News

HeartMate II Approved As Destination Therapy


 

The approval of the HeartMate II, the continuous-flow left ventricular assist device, has been expanded to include its use as destination therapy for people with severe heart failure who are not acceptable candidates for heart transplantation.

The device can now be used in patients with New York Heart Association class IIIB or IV end-stage left ventricular failure, who have received optimal medical therapy for at least 45 of the last 60 days, according to the statement issued by the manufacturer, Thoratec Corp.

The Food and Drug Administration and Thoratec Corp. announced the approval of the Heart Mate II left ventricular assist device (LVAD) in late January.

It was first approved by the FDA in April 2008 for use as a bridge to transplantation in cardiac transplant candidates at risk of imminent death from nonreversible left ventricular heart failure. The HeartMate II is markedly smaller than previously available devices, including Thoratec's HeartMate XVE, the only other LVAD approved for destination therapy. The HeartMate XVE, a pulsatile flow LVAD, was first approved for use as a bridge to transplantation.
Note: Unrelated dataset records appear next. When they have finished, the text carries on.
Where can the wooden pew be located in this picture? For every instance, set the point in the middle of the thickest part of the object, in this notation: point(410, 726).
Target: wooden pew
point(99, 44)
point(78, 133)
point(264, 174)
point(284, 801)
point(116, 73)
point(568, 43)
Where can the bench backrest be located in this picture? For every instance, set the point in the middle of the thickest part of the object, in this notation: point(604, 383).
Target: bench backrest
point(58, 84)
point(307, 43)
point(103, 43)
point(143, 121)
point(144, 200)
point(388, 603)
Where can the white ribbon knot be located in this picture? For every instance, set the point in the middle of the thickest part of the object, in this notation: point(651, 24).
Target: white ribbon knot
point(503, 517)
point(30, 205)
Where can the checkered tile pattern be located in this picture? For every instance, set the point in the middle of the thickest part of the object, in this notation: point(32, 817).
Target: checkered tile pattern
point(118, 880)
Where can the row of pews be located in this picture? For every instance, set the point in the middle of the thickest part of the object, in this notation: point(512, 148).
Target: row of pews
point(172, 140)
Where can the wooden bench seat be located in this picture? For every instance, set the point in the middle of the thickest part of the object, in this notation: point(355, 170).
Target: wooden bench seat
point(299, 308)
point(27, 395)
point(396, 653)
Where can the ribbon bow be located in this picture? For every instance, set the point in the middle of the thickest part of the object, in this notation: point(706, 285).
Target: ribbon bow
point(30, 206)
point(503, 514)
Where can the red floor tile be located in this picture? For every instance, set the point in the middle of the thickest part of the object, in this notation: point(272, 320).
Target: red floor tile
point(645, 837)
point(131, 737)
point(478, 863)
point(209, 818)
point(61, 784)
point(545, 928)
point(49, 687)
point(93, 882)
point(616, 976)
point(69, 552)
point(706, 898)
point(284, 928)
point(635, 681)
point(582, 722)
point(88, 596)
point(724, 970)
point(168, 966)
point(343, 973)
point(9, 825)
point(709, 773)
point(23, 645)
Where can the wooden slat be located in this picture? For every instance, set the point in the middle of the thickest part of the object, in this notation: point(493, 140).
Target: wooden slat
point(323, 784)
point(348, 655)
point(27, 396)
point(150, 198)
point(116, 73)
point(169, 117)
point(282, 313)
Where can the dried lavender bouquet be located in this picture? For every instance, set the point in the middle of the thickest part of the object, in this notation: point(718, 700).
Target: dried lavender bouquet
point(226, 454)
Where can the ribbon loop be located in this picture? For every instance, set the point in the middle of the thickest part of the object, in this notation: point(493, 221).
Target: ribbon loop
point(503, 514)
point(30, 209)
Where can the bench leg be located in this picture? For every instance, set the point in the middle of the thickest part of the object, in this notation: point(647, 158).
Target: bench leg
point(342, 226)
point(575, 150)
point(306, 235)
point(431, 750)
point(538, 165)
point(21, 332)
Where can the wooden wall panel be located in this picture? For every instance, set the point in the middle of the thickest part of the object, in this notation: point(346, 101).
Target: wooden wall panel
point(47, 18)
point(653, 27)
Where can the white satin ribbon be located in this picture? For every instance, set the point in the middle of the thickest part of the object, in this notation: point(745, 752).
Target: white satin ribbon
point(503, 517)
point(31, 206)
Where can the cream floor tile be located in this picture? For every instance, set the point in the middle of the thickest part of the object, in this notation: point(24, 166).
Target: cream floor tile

“Its smaller size and mobility should allow more patients, including women and men of smaller stature, access to treatment,” Dr. Jeffrey Shuren, director of the FDA's Center for Devices and Radiological Health, said in the agency's approval statement.

The HeartMate II Destination Therapy study, a randomized trial sponsored by Thoratec, compared the HeartMate II with the HeartMate XVE in 200 patients (median age 64 years) with advanced heart failure who were ineligible for cardiac transplantation. The primary end point—survival at 2 years free of disabling stroke and reoperation to repair or replace the device—was met by 62 (46%) of the 134 patients who received the Heart Mate II, compared with 7 (11%) of the 66 who received the HeartMate XVE (N. Engl J. Med. 2009;361:2241-51).

“In addition, data collected in a separate registry of smaller-stature women and men indicated that the device worked well in this specific population,” the FDA statement said.

As a condition of FDA approval, Thoratec is required to conduct a postmarketing study evaluating the device's performance. The data will be entered into the Interagency Registry of Mechanically Assisted Circulatory Support (INTERMACS), which is managed by the FDA; the National Heart, Lung, and Blood Institute; the Center for Medicare & Medicaid Services; and participating hospitals and manufacturers. The study will follow 247 patients for 2 years, and will collect data on outcomes, adverse events, functional status, and quality of life, according to Thoratec.

My Take

Smaller Device Yields Big Results

With this approval, the current state-of-the-art nonpulsatile LVAD can be offered to all appropriate patients without the confines of an investigational study. The approval validates the concept that the smaller LVAD devices confer benefits, compared with the pulsatile device, and it opens up the way to their further development.

Small-stature adults, and many women, are too small for the HeartMate XVE. The HeartMate II is a smaller, nonpulsatile pump, so more patients are eligible candidates. And as the HeartMate II Destination Therapy study showed, there's less morbidity associated with the surgical operation because of the smaller size, which is a big advantage.

Despite better survival and fewer infections with the HeartMate II compared with the HeartMate XVE, the stroke rate was not different, and that's a concern. Investigators will focus more on the mechanisms behind stroke and the resultant anticoagulation strategies.

Typically, destination-therapy patients have class IV heart failure, a low ejection fraction, and poor exercise tolerance, but are not transplant candidates—perhaps because they have had cancer recently, are too old, or have other comorbidities.

Efforts are underway at the NHLBI to study VAD therapy in less ill patients, to determine if patients can be identified as candidates for LVAD therapy before they get desperately ill and need a transplant, or before they are as sick as current LVAD candidates. The HeartMate XVE has shown wear and tear after 1–1½ years of use, but there are people who have had the HeartMate II for more than 3 years.

Considering how far we have come with cardiac resynchronization therapy devices and implantable cardioverter defibrillators—which once were huge, bulky devices that have gotten smaller and smaller and eventually will not even have leads—this is certainly what we expect to happen with LVADS as well.